The start of the lockdown saw an explosion of energy online with many film archives and commercial sites making selected films free to stream, like Criterion expressing its support for the Black Lives Matter movement by removing its paywall on classic black cinema. In June, when 21 festivals including Berlin, Locarno and Cannes, collaborated on We Are One, a free 10-day digital festival, MAMI contributed three films. Festivals like KASHISH, the Mumbai International Queer Festival and the International Documentary and Short Film Festival of Kerala held successful online editions. The Dharamshala International Film Festival (DIFF) ran an online Viewing Room for months, screening critically-acclaimed Indian and world cinema previously shown at DIFF.

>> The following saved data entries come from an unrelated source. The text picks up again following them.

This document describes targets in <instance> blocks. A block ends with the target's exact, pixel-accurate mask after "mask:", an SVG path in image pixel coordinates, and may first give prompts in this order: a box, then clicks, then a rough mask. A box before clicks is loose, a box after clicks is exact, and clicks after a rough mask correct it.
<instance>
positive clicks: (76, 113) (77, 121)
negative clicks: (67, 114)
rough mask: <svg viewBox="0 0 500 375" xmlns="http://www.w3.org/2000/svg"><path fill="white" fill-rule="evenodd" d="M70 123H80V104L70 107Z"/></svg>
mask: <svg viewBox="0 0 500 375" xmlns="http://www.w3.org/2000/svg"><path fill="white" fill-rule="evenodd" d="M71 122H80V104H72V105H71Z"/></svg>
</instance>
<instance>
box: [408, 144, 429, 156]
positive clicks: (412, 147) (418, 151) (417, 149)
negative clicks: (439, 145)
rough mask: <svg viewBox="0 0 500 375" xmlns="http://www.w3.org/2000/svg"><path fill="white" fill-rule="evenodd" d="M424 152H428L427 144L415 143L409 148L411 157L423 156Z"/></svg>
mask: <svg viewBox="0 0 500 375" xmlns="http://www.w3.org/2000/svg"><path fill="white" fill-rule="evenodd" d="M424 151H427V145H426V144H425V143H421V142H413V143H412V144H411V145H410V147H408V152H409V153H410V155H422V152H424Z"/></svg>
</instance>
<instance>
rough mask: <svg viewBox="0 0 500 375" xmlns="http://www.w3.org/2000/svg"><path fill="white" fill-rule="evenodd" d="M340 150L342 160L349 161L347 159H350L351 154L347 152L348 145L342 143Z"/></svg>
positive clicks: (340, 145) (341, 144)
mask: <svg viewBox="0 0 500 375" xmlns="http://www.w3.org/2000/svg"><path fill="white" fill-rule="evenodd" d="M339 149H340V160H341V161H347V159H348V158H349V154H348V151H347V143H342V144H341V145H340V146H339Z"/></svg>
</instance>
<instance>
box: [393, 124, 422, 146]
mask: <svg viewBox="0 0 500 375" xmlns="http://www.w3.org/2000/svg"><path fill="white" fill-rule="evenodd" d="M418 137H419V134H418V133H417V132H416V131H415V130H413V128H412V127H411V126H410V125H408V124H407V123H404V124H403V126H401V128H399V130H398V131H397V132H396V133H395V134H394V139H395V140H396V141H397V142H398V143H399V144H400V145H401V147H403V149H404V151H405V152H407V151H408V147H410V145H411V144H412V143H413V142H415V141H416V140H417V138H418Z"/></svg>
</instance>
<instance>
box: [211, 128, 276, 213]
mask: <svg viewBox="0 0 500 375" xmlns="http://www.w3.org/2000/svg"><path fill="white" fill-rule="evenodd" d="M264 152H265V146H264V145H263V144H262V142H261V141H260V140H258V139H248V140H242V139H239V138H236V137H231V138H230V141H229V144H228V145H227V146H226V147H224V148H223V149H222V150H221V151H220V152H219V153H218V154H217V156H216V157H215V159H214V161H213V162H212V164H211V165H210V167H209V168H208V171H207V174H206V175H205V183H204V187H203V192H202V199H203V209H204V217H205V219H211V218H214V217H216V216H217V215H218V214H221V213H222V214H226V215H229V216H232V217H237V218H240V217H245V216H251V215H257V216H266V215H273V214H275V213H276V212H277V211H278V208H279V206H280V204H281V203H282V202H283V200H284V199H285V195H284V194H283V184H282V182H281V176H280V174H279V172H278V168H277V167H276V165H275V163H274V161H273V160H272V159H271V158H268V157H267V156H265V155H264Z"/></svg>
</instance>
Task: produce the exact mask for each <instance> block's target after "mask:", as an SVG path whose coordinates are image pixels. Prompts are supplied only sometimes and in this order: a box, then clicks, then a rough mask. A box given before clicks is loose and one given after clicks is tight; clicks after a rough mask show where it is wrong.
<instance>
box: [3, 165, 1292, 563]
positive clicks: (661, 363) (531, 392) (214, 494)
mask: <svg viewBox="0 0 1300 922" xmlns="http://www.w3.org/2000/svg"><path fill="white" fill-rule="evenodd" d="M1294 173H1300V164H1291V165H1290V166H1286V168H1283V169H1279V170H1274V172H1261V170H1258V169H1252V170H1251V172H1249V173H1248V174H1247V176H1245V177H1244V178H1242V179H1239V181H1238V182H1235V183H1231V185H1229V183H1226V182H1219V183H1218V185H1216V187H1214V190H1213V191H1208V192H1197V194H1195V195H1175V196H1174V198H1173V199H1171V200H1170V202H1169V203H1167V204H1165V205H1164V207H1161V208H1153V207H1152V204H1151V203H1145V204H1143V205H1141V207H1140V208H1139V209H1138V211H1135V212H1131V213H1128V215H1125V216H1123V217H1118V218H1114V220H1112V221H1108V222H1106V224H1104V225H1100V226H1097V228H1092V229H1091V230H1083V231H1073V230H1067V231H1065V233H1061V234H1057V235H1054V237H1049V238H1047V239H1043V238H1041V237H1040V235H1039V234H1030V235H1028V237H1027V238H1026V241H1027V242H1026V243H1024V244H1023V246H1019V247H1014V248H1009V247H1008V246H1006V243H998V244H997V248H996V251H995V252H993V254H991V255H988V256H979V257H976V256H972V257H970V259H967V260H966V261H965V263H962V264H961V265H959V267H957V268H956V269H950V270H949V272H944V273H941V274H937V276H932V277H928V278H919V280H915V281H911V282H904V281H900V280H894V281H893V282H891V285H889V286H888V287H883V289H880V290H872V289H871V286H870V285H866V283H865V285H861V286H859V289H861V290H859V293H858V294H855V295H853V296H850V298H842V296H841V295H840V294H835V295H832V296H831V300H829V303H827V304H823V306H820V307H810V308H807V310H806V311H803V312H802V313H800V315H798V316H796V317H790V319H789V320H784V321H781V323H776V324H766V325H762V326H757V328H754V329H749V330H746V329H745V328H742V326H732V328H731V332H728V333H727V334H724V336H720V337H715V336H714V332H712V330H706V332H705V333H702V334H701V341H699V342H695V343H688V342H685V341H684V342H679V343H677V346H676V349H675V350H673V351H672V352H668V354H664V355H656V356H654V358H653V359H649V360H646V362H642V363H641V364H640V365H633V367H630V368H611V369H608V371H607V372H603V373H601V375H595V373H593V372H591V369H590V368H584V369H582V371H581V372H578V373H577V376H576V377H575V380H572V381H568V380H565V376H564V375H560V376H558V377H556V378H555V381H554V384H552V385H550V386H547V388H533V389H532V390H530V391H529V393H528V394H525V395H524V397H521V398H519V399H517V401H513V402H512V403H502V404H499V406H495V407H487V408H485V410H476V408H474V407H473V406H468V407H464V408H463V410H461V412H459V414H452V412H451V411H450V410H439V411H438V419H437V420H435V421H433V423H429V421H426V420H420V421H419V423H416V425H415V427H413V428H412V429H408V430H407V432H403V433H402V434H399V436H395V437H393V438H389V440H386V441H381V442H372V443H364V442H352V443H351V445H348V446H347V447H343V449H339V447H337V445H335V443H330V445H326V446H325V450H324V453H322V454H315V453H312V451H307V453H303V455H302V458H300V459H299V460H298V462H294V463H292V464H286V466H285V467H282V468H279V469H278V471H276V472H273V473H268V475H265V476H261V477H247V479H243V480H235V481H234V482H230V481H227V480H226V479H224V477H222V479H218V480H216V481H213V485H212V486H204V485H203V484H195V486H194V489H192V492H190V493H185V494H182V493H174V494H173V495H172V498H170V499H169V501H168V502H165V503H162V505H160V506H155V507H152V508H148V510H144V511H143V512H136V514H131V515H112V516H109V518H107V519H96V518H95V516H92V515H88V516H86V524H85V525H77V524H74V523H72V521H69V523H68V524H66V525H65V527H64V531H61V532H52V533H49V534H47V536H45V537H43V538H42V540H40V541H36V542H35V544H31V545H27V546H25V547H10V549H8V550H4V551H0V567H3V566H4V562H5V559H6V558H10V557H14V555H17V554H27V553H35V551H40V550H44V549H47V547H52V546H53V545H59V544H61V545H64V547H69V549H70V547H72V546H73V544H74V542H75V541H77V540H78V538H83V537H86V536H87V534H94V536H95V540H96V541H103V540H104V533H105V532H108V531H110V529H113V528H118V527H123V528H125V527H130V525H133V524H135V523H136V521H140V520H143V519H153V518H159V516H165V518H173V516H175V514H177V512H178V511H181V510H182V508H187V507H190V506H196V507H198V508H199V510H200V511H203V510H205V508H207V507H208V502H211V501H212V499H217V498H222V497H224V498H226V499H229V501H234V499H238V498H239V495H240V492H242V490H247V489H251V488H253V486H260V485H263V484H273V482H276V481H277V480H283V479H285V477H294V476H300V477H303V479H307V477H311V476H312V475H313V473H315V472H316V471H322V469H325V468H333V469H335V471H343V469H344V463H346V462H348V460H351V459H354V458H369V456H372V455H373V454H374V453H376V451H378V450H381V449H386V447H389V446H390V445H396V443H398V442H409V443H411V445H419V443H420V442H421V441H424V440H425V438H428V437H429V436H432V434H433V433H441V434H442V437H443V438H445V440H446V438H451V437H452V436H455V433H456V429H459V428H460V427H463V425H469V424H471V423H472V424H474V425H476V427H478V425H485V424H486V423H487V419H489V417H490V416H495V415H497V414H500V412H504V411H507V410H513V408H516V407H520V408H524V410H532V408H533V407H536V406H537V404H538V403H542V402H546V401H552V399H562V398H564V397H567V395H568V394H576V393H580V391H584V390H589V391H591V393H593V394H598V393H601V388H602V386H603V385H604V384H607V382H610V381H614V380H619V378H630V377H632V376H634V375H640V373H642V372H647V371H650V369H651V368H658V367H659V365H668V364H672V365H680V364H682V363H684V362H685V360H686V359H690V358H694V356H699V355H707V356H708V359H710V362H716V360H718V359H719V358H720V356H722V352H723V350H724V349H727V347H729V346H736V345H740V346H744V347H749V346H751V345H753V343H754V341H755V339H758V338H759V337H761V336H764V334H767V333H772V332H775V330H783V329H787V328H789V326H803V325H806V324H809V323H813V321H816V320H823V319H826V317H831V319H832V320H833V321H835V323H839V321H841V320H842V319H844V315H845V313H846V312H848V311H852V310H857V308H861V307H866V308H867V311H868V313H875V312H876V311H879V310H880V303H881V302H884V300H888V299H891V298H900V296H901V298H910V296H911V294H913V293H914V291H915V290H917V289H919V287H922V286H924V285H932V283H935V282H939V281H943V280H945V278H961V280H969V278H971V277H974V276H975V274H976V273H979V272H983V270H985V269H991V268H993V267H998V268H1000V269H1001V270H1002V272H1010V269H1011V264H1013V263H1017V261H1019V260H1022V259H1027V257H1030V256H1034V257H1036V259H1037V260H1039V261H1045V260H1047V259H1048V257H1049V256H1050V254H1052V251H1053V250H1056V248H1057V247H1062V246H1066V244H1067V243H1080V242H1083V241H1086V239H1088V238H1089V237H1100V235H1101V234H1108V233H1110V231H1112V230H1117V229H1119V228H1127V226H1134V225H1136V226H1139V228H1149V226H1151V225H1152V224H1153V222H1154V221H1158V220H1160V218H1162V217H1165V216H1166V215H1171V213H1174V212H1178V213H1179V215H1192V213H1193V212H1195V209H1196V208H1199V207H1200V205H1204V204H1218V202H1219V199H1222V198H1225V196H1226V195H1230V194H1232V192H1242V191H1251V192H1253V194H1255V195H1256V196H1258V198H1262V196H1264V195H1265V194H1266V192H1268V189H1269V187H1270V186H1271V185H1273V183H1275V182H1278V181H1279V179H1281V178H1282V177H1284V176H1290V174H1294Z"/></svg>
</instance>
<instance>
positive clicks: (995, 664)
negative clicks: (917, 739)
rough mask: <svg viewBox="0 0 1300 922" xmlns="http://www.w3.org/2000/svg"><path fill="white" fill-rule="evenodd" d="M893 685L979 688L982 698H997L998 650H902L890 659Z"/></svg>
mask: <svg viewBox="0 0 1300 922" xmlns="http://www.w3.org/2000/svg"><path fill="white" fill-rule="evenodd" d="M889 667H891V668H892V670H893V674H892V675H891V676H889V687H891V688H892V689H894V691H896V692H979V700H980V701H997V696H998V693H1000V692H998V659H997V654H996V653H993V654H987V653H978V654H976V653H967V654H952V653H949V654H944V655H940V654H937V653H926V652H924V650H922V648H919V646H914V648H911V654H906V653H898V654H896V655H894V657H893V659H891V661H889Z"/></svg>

“At that time, many said [the virtual] was the new normal. Online screenings got huge audiences as people were starved,” says Bina Paul, artistic director, IFFK. “But we are busier now, and the distractions are many. It is harder to take time out for an online festival.” There are also piracy concerns, especially for new films, since India has a particularly well-developed network of hackers. “Most crucially, people are realising that films are only part of the festival experience,” adds Paul. “That sense of community is not there online. For filmmakers, the feeling of the film finding its audience cannot come from a scattered, anonymous viewership.” Subasri Krishnan, curator of the Urban Lens festival (Delhi and Bengaluru) for the Indian Institute of Human Settlements (IIHS), agrees that a festival is a space of validation for independent and documentary filmmakers, and 100 people gathering in a dark room is integral to that. But IIHS is moving Urban Lens 2020 online, to be held over six days in December. “One cannot substitute for the other,” says Krishnan, but adds, “Real spaces can sometimes be exclusionary; an online festival may find new audiences. Also, geography becomes irrelevant.”

For DIFF co-founders Ritu Sarin and Tenzing Sonam, too, the prospect of attracting new viewers across South Asia makes their upcoming digital version exciting. “We love the warmth of the physical festival, but we realised that both for indie filmmakers ready with new films this year, and for viewers, there aren’t many options,” says Sarin. DIFF 2020, which will run online from October 29 to November 4 at Online.diff.co.in, is larger than the previous eight editions, with over 100 films screening over a week. Acclaimed international films include Babyteeth (2019), Air Conditioner (2020) and the Wuhan-set documentary 76 Days (2020). There’s an exciting new section of Indian documentaries and an extended programme of shorts, including Ashmita Guha Neogi’s CatDog, the only Indian film selected for Cannes this year. “Without the logistical constraints of time or venue size, we could accommodate more films. And we’re starting an Audience Award for Best First Film, which seems easier to achieve online,” says Sarin. “Next year’s festival may well be a hybrid of online and off.”

For smaller independent or crowd-funded film festivals, going digital can open up exciting possibilities, says Nitya Vasudevan, co-organiser of the Bangalore Queer Film Festival (BQFF). “There’s the prospect of inviting international filmmakers that we would find impossible non-virtually, while freeing up time and money spent on venue hire, brochures and tech. But as a queer festival, the roles it plays are many,” says Vasudevan of BQFF. But she may speak for all film festival regulars when she says, “People look forward to attending because it’s a space of intimacy: you can dress a certain way, have certain conversations you can’t have outside.”In true community spirit, BQFF is currently contemplating an audience poll of the festival’s regulars to decide on whether the festival should be held online in February-March, or wait until it can be held safely offline. Of course, the poll itself would be online.

Published in India Today magazine, 23 Oct 2020.